Nothing. I didn't mean any offense. I was just laughing at what you said. It was funny.
BTW, there was a very tech-savvy hacker guy who used a wireless device to scam keno in Atlantic City with a buddy.
How it worked was: his partner was down in the casino playing keno, wearing a wireless device disguised as a hearing aid. Meanwhile, he sat up in the hotel room with a laptop, calculating probabilities on the keno numbers as they came up. He would relay the most probable numbers to his friend on the casino floor, and the guy would bet on them.
They hit the jackpot after only a couple hours but when his partner tried to cash out, the casino cashier called security.

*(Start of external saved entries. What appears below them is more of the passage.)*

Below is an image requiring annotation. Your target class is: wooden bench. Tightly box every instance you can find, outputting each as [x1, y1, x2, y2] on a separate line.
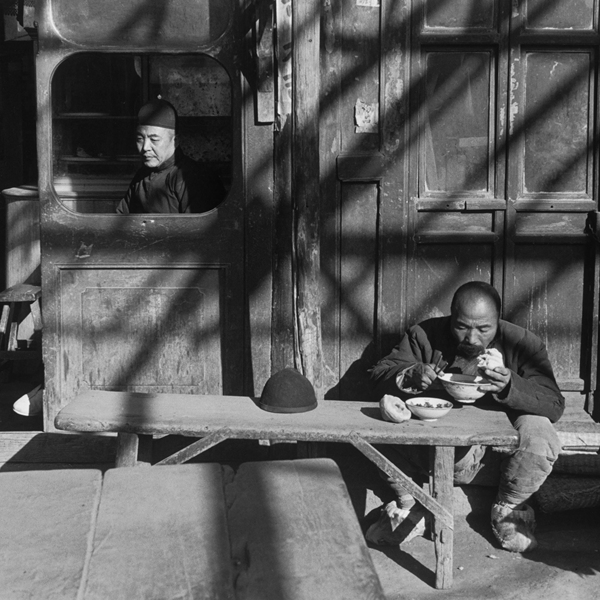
[55, 390, 521, 589]
[553, 395, 600, 452]
[0, 460, 385, 600]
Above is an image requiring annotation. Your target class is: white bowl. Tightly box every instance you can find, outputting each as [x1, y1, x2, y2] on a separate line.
[405, 398, 453, 421]
[437, 373, 490, 403]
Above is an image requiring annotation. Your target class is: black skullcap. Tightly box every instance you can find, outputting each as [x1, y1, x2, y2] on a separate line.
[258, 367, 318, 414]
[137, 99, 177, 130]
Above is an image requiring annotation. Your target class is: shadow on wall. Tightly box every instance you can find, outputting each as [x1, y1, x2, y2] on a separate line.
[325, 342, 378, 402]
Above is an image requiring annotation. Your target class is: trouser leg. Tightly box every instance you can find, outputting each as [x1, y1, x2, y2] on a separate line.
[376, 445, 428, 507]
[497, 413, 561, 506]
[377, 443, 491, 503]
[379, 414, 560, 505]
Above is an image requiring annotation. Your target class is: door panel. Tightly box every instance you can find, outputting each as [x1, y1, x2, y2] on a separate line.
[522, 51, 592, 196]
[505, 242, 588, 390]
[422, 50, 494, 195]
[505, 6, 598, 400]
[36, 0, 266, 430]
[409, 241, 496, 324]
[60, 267, 223, 395]
[337, 182, 378, 400]
[525, 0, 595, 30]
[423, 0, 497, 30]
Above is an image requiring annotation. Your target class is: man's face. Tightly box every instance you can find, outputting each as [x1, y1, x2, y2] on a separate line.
[136, 125, 175, 168]
[450, 297, 498, 357]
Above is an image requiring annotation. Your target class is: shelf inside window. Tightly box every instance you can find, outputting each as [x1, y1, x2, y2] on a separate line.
[59, 155, 139, 164]
[55, 113, 135, 119]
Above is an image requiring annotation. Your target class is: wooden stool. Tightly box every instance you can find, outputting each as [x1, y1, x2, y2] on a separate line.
[0, 283, 42, 363]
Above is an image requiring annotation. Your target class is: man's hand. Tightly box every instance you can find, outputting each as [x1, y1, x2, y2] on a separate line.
[399, 363, 440, 392]
[477, 366, 511, 394]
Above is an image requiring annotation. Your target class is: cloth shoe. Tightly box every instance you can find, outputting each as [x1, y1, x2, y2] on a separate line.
[12, 384, 43, 417]
[365, 501, 427, 546]
[491, 502, 537, 552]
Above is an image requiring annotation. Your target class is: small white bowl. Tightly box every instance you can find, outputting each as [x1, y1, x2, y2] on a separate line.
[405, 398, 453, 421]
[437, 373, 490, 403]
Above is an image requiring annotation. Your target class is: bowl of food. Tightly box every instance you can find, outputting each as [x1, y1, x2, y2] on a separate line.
[437, 373, 490, 403]
[405, 398, 453, 422]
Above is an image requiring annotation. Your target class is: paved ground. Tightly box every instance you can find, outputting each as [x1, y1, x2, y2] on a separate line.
[368, 505, 599, 600]
[0, 422, 597, 599]
[331, 446, 600, 600]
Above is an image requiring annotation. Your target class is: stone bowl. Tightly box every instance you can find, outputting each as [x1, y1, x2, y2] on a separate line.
[405, 397, 453, 422]
[437, 373, 490, 403]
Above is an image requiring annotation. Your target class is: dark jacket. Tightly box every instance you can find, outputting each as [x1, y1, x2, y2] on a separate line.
[117, 148, 226, 214]
[370, 316, 564, 423]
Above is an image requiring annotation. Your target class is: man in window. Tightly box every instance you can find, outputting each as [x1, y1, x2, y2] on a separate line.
[116, 99, 226, 214]
[367, 281, 564, 553]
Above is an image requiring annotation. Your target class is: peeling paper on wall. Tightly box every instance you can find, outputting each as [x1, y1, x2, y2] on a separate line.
[76, 242, 93, 259]
[355, 99, 379, 133]
[275, 0, 293, 130]
[357, 0, 380, 7]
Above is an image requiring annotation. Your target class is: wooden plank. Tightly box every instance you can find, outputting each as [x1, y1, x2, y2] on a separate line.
[227, 459, 385, 600]
[271, 117, 295, 372]
[155, 429, 231, 466]
[0, 469, 102, 600]
[55, 391, 519, 447]
[254, 1, 274, 123]
[0, 350, 42, 360]
[557, 430, 600, 450]
[0, 431, 116, 464]
[349, 433, 454, 530]
[319, 0, 343, 395]
[554, 404, 600, 449]
[82, 464, 235, 600]
[2, 188, 41, 289]
[432, 446, 454, 590]
[339, 182, 378, 400]
[7, 302, 18, 351]
[30, 297, 43, 330]
[292, 0, 323, 392]
[0, 303, 10, 346]
[115, 432, 140, 467]
[336, 154, 385, 181]
[0, 462, 114, 472]
[244, 0, 277, 394]
[0, 284, 41, 303]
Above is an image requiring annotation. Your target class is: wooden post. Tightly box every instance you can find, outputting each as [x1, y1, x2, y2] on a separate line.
[292, 0, 322, 394]
[432, 446, 455, 589]
[115, 433, 152, 467]
[272, 0, 295, 374]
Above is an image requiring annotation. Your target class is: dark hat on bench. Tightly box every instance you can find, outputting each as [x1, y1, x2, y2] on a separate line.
[258, 367, 318, 413]
[137, 99, 177, 130]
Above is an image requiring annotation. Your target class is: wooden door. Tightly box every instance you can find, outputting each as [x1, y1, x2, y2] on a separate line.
[404, 1, 599, 409]
[321, 0, 599, 412]
[504, 3, 599, 408]
[36, 1, 274, 430]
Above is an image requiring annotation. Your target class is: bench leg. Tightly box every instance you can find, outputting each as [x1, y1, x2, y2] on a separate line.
[431, 446, 454, 589]
[297, 441, 326, 458]
[154, 430, 231, 465]
[115, 433, 152, 467]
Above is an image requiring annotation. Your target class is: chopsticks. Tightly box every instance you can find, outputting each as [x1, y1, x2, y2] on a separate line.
[433, 353, 448, 375]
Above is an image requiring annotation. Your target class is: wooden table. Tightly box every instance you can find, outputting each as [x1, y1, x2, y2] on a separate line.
[0, 461, 385, 600]
[55, 391, 519, 589]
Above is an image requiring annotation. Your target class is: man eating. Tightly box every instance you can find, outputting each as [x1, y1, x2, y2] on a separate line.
[368, 281, 564, 553]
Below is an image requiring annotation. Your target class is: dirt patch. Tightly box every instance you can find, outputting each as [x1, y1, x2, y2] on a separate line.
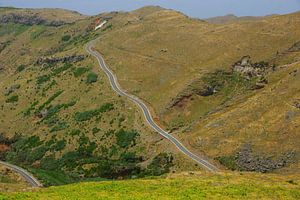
[0, 144, 10, 153]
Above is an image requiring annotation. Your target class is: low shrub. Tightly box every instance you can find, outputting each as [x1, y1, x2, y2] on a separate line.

After some quiet talk amongst themselves, the casino security said to return to the hotel room and they'd bring up the money. The partner went back to the room and warned him. He packed up his computer and headed straight to the airport. The casino security showed up within an hour and took his partner for interrogation, along with a floppy disk they'd found in their room.
Long story short, the partner squealed, and the two of them got busted. He was arrested getting off the plane in Nevada.
Well, it turned out that the two of them had also been scamming slot machines in Vegas for years. They were responsible for losses in the tens or maybe hundreds of thousands. The computer hacker guy had been an agent for the Nevada Gaming Board, and he'd installed trojans in the firmware code of many slot machines all over town. He reprogrammed the slot machines to pay out whenever a special sequence of coin denominations had been dropped.
He's considered to have been the most successful casino scammer in the history of Las Vegas.
But yeah, wireless communication can be used for lots of nefarious purposes.